Some of this frustration comes from the cover controls. It's odd to me, in a game that seems so inspired by Ubisoft's work on the most recent Splinter Cell game, to have thrown out that one's intuitive and simple cover system in favor of a snap-to cover system circa 2005. Sure, you can pick another spot to bolt to with the press of a button as long as you're aiming at it, which is nice, but it makes cover awkward and clunky to navigate instead of smooth and natural.
The plot, meanwhile, is pretty much nonexistent. It's the typical "bad guys are planning to do terrible things to America. Go kill them," and you've seen it a few dozen times before. You'll tour South America, Africa, and Russia—the three traditional hotspots for villainous activity—and see environments that range from jungle to desert, even navigating through a snowstorm (remember the first level of Modern Warfare 2?) There are cinematics between each level, but they seem to get less meaningful as the game goes on, which is a shame since it opens with such a bang.

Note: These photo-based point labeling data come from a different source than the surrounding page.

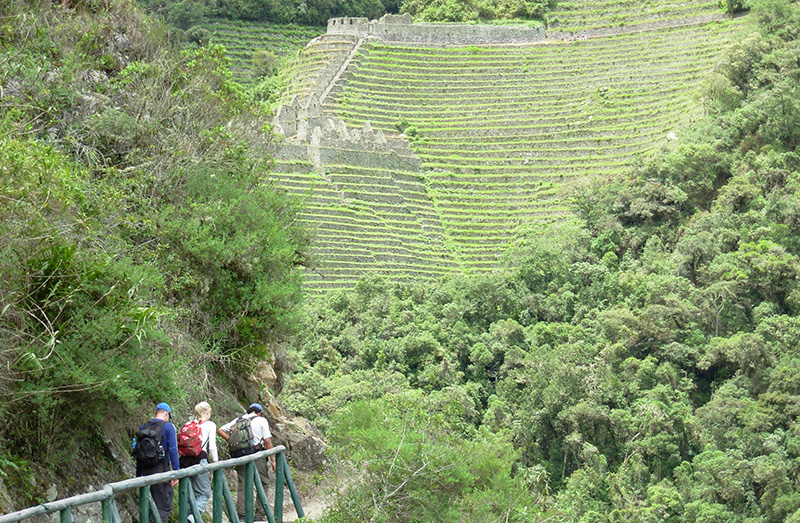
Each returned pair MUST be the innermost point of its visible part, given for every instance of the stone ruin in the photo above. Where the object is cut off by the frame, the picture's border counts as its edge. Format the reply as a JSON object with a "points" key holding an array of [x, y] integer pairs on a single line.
{"points": [[303, 123]]}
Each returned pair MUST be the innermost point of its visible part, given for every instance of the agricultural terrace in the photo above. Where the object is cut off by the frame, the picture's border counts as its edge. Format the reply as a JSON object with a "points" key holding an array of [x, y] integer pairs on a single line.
{"points": [[366, 220], [626, 15], [242, 39], [500, 129]]}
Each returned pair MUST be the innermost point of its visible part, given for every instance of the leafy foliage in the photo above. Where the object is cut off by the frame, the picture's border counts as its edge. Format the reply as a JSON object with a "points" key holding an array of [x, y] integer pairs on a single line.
{"points": [[140, 235], [640, 361]]}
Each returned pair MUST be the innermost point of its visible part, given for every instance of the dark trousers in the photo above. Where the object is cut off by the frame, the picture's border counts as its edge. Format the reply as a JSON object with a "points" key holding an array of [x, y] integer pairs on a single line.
{"points": [[162, 494]]}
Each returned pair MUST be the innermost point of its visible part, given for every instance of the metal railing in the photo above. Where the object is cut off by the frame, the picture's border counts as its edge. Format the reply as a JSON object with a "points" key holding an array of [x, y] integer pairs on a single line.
{"points": [[221, 496]]}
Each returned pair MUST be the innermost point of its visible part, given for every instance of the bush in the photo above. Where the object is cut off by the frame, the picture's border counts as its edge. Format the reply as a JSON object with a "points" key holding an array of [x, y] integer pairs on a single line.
{"points": [[265, 63]]}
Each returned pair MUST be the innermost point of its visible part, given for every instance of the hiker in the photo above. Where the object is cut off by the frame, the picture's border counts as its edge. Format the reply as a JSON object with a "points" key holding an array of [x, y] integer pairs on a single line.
{"points": [[197, 445], [156, 448], [254, 424]]}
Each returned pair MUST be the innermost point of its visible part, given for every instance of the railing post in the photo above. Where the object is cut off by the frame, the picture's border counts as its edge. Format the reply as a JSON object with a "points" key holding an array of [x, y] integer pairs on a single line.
{"points": [[183, 500], [219, 498], [262, 496], [249, 476], [144, 504], [155, 515], [279, 478], [232, 515], [292, 487]]}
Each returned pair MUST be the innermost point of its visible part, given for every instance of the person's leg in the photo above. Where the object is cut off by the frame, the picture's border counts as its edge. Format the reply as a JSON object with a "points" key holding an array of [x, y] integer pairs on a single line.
{"points": [[201, 485]]}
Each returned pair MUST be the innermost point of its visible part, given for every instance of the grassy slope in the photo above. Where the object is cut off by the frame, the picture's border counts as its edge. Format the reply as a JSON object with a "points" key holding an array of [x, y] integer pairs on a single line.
{"points": [[501, 129]]}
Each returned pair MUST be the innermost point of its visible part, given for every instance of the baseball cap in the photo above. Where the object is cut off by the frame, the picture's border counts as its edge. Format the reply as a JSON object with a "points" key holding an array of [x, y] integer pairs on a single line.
{"points": [[164, 406]]}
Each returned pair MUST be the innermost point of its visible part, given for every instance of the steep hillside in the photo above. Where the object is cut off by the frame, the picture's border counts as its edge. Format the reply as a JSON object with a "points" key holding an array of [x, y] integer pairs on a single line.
{"points": [[614, 16], [242, 39], [498, 128]]}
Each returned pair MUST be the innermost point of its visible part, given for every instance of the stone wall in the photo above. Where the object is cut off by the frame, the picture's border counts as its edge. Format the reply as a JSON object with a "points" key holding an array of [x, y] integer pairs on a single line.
{"points": [[309, 135], [395, 28]]}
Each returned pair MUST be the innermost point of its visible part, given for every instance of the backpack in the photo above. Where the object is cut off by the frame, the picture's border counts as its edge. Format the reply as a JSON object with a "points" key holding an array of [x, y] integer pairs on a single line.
{"points": [[240, 442], [148, 450], [190, 439]]}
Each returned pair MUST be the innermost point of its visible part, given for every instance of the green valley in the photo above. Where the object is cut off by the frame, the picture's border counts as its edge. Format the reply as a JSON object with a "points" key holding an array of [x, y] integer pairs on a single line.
{"points": [[545, 267]]}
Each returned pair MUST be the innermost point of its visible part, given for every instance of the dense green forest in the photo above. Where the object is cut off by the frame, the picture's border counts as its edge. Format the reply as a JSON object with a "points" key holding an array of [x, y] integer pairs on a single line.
{"points": [[639, 363], [143, 254]]}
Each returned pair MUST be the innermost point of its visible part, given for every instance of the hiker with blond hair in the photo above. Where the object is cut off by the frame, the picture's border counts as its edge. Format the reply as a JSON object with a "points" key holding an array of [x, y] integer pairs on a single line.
{"points": [[197, 444]]}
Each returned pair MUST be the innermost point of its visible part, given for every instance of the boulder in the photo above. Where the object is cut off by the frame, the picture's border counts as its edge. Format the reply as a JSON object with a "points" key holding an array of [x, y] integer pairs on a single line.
{"points": [[305, 446]]}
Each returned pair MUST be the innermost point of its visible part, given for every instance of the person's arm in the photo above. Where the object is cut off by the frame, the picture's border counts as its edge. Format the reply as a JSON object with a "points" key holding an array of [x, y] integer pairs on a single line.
{"points": [[268, 445], [213, 456], [171, 439], [224, 435]]}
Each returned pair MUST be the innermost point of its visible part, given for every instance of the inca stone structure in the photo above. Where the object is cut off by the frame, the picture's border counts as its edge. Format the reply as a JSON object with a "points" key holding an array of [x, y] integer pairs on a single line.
{"points": [[423, 150]]}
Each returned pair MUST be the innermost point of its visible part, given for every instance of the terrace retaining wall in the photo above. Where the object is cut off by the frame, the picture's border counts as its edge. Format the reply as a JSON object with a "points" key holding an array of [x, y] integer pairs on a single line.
{"points": [[396, 28]]}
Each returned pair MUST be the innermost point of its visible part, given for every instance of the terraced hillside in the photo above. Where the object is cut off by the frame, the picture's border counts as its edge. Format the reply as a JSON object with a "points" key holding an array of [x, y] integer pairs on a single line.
{"points": [[617, 16], [367, 220], [241, 39], [499, 129], [495, 132]]}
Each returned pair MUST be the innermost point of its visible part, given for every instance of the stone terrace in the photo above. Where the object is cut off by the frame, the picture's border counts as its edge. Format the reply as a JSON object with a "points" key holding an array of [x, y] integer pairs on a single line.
{"points": [[497, 130]]}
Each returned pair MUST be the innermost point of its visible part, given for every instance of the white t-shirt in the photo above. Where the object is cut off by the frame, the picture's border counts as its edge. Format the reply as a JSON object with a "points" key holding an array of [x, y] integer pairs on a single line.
{"points": [[259, 425], [208, 430]]}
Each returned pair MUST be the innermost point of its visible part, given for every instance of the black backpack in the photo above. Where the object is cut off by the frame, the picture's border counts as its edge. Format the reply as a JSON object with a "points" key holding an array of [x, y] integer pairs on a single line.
{"points": [[148, 450], [240, 442]]}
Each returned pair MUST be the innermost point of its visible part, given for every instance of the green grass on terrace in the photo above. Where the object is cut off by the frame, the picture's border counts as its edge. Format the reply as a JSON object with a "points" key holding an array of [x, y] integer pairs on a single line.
{"points": [[241, 39], [500, 128]]}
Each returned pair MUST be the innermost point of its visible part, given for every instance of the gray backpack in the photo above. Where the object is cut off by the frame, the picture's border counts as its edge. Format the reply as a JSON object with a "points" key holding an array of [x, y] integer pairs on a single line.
{"points": [[241, 439]]}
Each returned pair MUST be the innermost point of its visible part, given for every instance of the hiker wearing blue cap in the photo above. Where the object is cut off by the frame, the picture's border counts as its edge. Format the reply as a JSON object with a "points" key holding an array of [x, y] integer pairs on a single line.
{"points": [[156, 449], [245, 435]]}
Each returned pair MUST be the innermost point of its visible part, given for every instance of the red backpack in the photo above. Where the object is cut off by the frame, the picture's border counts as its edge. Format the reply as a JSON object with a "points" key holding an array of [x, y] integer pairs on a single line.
{"points": [[190, 439]]}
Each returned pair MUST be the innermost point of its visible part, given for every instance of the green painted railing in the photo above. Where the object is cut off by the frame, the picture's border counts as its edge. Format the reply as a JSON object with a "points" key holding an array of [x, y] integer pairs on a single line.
{"points": [[222, 498]]}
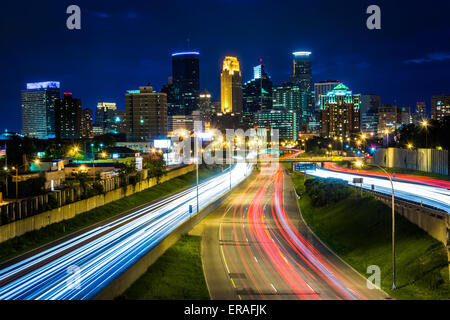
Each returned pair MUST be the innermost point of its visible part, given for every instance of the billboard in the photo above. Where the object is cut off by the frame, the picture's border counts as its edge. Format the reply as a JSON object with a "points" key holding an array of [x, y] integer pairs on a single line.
{"points": [[162, 143]]}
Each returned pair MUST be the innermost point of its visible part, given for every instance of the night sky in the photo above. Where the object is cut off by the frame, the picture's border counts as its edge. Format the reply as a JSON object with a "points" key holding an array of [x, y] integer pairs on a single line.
{"points": [[124, 44]]}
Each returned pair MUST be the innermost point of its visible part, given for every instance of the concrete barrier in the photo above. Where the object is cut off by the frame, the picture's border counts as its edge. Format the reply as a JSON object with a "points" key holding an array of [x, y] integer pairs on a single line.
{"points": [[20, 227]]}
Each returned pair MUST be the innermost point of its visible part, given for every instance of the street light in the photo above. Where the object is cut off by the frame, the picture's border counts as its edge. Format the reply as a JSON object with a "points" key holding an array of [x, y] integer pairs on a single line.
{"points": [[360, 164]]}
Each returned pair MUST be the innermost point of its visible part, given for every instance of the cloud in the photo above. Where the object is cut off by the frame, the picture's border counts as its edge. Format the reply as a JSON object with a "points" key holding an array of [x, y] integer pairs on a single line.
{"points": [[431, 57]]}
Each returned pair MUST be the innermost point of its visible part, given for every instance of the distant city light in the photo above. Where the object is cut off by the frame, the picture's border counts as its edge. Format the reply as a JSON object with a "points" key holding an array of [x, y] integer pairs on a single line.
{"points": [[185, 53], [43, 85], [302, 53]]}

It isn't a Shock and Awe-scale moment, but when a bomb goes off in the back of a vehicle in South America and knocks your character off a cliff, to which he clings for dear life, it's a little of the same-old, same-old. It isn't until the fire rains down from above, lights his arms up and begins to burn away the flesh as he brushes at it frantically before falling to his demise, radio blaring in his ear the whole while, that the event hits you full force. If Future Soldier had left it there, just gently and subtly referencing it with perhaps a wayward glance at a photograph of the departed or something, it would have been masterful. Instead, it spends the next few minutes pounding it into your head that this is now a mission of revenge, as well as national security. It's blunt and silly, and that really describes the entire game. A popcorn flick of a Tom Clancy game if ever there was one.